Besides making your kidneys work harder, blocking prostaglandins may also make it harder for your muscles to recover. In another recent study, researchers examined muscle cells and tissues from mice with the mouse equivalent of exercise-induced muscle damage. The injured areas filled with a type of prostaglandin that stimulated stems cells to start multiplying; they became muscle cells that repaired the damaged areas, making them stronger than before.

Researchers then used NSAIDs to block prostaglandin production in the muscles. That blunted the healing process: Fewer stem cells were activated, so fewer new muscle cells appeared.

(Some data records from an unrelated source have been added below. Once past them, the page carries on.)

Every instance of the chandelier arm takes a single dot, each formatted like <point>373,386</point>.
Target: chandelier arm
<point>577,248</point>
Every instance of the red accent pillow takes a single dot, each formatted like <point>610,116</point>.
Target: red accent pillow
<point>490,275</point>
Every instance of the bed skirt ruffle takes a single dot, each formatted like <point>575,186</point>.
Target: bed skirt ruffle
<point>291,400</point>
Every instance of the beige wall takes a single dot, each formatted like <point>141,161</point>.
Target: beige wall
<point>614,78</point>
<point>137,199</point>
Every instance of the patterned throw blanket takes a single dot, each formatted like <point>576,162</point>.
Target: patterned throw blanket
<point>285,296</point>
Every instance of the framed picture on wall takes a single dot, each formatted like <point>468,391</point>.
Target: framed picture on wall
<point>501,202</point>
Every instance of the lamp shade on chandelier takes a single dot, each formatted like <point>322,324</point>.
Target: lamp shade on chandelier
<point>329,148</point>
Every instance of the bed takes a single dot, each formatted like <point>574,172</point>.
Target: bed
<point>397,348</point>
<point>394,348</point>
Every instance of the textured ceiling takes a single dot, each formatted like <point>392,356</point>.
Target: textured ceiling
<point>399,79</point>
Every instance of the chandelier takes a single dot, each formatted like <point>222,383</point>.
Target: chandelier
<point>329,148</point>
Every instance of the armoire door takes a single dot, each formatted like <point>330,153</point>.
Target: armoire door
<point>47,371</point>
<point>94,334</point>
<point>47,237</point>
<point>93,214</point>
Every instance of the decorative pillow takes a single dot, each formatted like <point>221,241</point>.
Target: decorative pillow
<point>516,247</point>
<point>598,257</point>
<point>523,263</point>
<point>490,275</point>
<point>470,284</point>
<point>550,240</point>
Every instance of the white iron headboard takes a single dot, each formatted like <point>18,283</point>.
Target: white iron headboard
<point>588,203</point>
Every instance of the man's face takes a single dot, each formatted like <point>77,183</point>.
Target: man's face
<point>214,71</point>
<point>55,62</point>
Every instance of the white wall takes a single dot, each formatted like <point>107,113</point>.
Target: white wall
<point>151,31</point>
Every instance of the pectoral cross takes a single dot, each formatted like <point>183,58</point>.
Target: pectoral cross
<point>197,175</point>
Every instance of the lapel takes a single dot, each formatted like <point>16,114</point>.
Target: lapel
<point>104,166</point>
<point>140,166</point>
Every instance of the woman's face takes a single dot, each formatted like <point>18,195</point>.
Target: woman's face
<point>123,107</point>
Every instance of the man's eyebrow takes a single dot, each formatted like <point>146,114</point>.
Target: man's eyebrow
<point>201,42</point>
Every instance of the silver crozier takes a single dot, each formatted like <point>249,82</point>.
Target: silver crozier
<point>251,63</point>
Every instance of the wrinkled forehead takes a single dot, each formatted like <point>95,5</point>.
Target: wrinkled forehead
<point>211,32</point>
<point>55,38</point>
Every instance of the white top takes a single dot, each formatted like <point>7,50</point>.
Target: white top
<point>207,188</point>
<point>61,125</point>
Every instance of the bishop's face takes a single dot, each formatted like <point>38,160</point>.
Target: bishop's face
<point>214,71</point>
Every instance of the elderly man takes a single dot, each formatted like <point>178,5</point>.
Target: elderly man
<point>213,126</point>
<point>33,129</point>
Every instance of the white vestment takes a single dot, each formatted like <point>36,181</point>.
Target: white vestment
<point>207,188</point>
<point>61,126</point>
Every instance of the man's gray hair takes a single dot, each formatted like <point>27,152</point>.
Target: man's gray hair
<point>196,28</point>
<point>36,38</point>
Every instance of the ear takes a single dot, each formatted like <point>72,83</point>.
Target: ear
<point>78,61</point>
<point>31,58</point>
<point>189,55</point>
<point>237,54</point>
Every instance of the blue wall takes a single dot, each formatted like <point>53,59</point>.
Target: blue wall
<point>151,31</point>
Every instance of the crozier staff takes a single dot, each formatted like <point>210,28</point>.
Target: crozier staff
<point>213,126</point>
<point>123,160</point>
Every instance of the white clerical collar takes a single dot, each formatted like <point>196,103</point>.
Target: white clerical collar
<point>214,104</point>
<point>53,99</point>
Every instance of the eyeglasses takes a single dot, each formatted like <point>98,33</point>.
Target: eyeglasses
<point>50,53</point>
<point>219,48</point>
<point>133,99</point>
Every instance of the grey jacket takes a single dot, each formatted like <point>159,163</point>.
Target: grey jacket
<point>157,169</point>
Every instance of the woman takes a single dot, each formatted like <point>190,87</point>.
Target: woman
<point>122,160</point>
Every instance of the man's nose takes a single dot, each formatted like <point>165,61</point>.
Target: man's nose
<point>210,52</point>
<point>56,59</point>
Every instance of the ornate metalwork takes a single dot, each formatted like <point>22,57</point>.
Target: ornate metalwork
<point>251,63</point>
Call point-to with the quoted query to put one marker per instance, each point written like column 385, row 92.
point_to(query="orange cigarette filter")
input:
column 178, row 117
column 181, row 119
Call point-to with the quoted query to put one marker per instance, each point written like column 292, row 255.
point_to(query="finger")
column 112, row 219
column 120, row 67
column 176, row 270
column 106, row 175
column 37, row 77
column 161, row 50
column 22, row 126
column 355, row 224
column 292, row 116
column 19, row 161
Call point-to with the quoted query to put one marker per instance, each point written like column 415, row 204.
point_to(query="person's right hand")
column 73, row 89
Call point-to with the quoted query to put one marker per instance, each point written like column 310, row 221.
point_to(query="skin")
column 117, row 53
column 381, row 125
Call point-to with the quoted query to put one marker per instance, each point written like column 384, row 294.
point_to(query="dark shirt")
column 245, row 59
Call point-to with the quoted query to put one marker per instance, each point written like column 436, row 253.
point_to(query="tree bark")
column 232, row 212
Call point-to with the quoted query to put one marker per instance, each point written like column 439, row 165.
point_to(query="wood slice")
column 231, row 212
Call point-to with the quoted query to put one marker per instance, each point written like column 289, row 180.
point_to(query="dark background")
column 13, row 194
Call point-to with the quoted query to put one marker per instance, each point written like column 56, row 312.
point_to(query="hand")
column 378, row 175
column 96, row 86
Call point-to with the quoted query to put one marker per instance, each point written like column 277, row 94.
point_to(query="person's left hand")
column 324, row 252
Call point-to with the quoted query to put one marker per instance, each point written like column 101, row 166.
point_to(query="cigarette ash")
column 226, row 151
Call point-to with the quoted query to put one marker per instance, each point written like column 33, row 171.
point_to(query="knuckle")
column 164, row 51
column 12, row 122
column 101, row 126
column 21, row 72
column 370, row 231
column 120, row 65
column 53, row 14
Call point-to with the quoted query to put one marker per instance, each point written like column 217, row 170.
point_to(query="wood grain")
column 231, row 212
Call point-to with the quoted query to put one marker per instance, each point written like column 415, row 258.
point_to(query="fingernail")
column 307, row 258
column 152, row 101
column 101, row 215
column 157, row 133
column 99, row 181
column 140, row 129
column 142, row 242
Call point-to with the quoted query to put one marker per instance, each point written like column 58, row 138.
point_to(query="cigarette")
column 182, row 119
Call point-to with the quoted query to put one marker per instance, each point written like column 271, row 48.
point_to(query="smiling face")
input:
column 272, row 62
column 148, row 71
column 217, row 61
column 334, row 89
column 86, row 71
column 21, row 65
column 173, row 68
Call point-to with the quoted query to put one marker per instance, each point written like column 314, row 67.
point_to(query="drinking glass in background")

The tissue healed, but it wasn't as strong as similar tissues that had gotten their full dose of prostaglandins.

The implication for hard-exercising humans is that NSAIDs aren't helping you manage pain, and they may actually be temporarily impairing kidney function and impeding your body's healing process. Exercise strains the body, and inflammation and pain is part of getting back to normal as well as getting stronger. As Helen Blau, the director of the Baxter Laboratory for Stem Cell Biology at Stanford, who oversaw the mouse-tissue experiment, told the Times, when your body needs to rebuild, "it does look as if no pain means no gain."

The doctor in charge of the study on ultramarathoners suggested acetaminophen for pain, as the active ingredient in Tylenol works differently than NSAIDs. Another option: skipping the pills and dealing.